Roseann Rumnit
Roseann Rumnit
Painted from life by Sir Roland Richardson
Marigot, French St. Martin
Original Oil on Canvas
72” x 26”
May 2015
$8,500
There is no way that we can at a glance imagine the richness and complexity of the person we see on the street yet in fact that they attract your attention maybe heralds hidden treasures. This was certainly the case with Roseann Romnit.
It was carnival time, a time when I also got into a frenzy of painting the crowds, the multicolor, gyrating troops, the music making my chest and clothes and canvas throb with the blasting roadside march in the hot afternoon sun. When I met Roseann though it was a quiet afternoon. She stood on the roadside in a large broad hat, a fiery red blouse and a down-to-the-ground white embroidered skirt down to her ankles, her umbrella and the stance that made her appear to be the center of everything.
I immediately pulled my car over and called out,
“I would love to paint your portrait!”
She said, “When?”
“Thursday?”
She answers again, “What time and where?”
And so began an adventure that resulted in several charcoal portraits and a large six-foot oil painting dressed as I first saw her on the roadside.

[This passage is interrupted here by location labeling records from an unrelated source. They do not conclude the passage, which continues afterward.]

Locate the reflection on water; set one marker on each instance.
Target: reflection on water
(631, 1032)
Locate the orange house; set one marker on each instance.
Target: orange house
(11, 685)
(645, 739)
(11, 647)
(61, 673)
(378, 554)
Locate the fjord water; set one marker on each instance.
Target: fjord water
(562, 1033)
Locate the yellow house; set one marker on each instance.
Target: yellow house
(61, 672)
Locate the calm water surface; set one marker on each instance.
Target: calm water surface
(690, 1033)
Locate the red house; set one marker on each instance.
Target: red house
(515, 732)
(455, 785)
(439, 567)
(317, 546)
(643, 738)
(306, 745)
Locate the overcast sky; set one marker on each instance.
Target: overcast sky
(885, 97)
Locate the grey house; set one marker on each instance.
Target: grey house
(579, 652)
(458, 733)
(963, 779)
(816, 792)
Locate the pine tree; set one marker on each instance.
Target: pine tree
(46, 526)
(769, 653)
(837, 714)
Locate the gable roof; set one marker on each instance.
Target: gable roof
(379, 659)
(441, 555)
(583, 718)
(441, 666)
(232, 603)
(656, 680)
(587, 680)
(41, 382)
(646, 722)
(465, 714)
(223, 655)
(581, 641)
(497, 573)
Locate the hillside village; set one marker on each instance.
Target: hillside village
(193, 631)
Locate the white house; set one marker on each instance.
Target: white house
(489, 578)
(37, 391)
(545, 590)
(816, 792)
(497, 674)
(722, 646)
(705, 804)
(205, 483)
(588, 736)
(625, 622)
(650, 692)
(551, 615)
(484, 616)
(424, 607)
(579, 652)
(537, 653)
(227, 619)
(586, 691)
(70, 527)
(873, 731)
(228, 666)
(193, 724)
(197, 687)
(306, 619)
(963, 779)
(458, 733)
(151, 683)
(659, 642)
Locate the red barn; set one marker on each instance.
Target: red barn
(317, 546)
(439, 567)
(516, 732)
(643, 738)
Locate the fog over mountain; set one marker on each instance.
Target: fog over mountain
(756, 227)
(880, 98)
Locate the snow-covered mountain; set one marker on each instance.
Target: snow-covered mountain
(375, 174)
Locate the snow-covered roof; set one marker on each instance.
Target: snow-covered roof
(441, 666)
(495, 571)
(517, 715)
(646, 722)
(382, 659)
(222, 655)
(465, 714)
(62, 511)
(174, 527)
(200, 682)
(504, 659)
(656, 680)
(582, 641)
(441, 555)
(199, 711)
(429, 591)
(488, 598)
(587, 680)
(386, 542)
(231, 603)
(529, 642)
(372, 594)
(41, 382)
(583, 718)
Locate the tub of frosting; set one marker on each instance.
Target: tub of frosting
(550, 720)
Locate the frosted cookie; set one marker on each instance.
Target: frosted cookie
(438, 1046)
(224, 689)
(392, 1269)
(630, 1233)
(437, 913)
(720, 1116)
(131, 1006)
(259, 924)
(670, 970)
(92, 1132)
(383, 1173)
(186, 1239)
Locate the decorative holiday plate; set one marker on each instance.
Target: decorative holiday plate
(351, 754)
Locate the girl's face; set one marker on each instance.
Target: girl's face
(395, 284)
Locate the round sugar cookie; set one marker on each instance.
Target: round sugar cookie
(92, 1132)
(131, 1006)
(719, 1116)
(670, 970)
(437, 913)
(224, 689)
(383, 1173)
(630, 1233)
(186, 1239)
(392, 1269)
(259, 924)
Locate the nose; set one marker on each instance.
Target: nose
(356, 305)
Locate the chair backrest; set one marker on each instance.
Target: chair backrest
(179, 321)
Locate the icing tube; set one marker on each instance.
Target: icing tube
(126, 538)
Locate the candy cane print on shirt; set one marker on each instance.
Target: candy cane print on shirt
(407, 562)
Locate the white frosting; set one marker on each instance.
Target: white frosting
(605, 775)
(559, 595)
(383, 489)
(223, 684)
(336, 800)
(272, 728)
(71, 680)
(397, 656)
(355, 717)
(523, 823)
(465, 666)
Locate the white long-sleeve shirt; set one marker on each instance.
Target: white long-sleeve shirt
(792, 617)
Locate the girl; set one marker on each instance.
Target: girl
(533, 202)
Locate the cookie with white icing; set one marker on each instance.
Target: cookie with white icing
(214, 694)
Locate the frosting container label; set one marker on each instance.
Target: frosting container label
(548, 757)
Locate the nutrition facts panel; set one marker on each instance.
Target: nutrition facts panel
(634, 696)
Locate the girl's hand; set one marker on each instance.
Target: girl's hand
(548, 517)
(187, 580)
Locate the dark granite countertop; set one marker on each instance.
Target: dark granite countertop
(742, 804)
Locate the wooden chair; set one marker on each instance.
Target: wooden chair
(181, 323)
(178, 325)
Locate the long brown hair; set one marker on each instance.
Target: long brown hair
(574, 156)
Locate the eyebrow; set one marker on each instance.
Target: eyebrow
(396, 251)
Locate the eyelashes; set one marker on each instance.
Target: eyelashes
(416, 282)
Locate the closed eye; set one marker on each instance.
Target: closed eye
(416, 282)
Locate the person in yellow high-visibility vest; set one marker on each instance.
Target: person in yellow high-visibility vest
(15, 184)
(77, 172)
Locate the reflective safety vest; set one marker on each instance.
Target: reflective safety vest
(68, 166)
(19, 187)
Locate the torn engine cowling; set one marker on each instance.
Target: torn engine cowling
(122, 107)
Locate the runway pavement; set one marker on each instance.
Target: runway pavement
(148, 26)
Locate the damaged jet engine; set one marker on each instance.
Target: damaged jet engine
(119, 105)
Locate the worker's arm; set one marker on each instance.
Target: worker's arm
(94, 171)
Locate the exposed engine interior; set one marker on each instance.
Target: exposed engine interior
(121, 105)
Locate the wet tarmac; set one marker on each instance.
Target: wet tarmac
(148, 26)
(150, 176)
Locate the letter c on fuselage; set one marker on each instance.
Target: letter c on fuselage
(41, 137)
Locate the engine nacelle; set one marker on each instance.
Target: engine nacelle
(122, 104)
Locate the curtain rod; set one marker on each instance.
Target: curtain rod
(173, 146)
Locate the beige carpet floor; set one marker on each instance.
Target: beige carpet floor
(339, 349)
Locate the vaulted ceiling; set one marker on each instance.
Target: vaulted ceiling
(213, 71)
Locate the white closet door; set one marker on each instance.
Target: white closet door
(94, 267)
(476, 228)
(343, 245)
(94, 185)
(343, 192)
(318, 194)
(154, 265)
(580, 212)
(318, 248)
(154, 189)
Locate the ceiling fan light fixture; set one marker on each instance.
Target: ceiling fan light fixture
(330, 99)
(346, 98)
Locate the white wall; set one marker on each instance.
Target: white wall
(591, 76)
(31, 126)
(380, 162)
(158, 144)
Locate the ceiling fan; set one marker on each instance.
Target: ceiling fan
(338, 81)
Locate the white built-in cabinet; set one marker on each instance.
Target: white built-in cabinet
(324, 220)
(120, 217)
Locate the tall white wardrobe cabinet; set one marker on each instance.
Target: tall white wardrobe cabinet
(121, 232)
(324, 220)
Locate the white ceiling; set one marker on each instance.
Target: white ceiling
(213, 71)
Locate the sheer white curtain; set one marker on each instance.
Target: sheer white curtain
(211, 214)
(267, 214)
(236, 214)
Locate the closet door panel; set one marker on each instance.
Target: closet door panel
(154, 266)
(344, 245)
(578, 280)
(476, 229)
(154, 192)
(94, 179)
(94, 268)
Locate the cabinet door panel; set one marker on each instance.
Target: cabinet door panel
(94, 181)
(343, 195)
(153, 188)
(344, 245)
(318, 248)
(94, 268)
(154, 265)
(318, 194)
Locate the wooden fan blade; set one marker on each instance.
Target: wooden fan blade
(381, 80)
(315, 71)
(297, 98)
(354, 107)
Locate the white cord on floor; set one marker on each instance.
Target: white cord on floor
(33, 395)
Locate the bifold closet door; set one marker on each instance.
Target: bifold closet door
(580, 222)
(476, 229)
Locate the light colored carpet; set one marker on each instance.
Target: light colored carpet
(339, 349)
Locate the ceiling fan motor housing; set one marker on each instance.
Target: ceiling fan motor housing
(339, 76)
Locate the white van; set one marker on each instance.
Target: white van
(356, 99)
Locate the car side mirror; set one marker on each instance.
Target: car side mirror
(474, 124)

This lady, dress to the T was headed to Town ready for rain or shine, for Jump-Up and parade, noise, smoke, food and drink, turned out as I got to know her, had returned from Holland to her native St. Martin, having been declared unable to be helped with terminal cancer. Yet here she was, several years later, cancer-free, never having been operated on or through the use of medication, only herbs and cleansing and fasting.